Figure: El Nino influenced December 1982 global temperature anomalies. The data are from the NOAA Merged Land Ocean Global Surface Temperature Analysis and are with respect to the normal temperature defined as the 1971-2000 mean. The red and yellow colors imply warmer than normal, the blue and green imply colder than normal, and black color indicates the areas without data.
Led by Sam Shen, SDSU has joined the research activities with the NOAA Cooperative Institute for Climate and Satellites North Carolina (CICS-NC) in 2016. A one-year funding of $100K has been allocated from the NOAA National Centers for Environmental Information (NCEI) to fund Dr. Shen’s work on the simplified and optimal analysis of NOAA global temperature data. The first year fund has been transferred to SDSU via a sub-contract through North Carolina State University.

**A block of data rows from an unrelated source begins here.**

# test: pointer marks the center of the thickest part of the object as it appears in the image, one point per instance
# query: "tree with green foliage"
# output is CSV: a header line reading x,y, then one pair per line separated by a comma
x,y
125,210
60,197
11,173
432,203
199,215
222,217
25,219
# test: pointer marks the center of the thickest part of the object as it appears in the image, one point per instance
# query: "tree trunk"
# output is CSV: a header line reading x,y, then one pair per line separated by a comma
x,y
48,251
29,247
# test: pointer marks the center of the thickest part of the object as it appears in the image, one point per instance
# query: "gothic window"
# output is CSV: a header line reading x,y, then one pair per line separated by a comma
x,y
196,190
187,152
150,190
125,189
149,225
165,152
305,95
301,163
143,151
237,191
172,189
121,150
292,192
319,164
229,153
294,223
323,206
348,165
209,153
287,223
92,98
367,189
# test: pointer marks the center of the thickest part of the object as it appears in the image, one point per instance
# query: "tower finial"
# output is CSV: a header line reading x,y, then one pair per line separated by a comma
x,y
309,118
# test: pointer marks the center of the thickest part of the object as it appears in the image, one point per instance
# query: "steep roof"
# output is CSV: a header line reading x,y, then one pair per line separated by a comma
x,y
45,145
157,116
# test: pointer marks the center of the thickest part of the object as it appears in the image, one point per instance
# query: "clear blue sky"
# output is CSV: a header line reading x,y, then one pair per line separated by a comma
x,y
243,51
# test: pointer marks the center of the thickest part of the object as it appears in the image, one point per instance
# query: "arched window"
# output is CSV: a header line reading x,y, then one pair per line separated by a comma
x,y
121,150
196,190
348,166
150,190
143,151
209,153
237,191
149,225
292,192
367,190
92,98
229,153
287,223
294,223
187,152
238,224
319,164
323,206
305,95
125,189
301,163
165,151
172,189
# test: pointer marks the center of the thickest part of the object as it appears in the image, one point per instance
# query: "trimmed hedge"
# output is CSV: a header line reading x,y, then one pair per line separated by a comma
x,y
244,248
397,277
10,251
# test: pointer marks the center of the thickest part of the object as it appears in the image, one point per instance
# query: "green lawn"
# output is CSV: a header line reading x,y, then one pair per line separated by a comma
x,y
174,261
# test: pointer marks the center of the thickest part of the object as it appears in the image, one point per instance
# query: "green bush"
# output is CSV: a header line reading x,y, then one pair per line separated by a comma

Dr. Shen’s project is to simplify climate data analysis procures with short R programs, perform data validation, provide new insights of climate dynamics based on statistical data analysis assisted by global climate models, and develop new statistical and mathematical methods for quantifying uncertainties in various kinds of climate datasets. For this project, Dr. Shen’s group has already developed a visual delivery system for big climate data based on the internet technologies of distributed databases, web server, and web browser. The system will provide an easy platform to make a fast delivery of climate data to classrooms, museums, and households. The system can be incorporated into the NOAA’s big data project (BDP), partnered with Amazon, Google, IBM, Microsoft and Open Cloud Consortium. Dr. Shen will present this product at the CICS science meeting on November 29-December 1, 2016.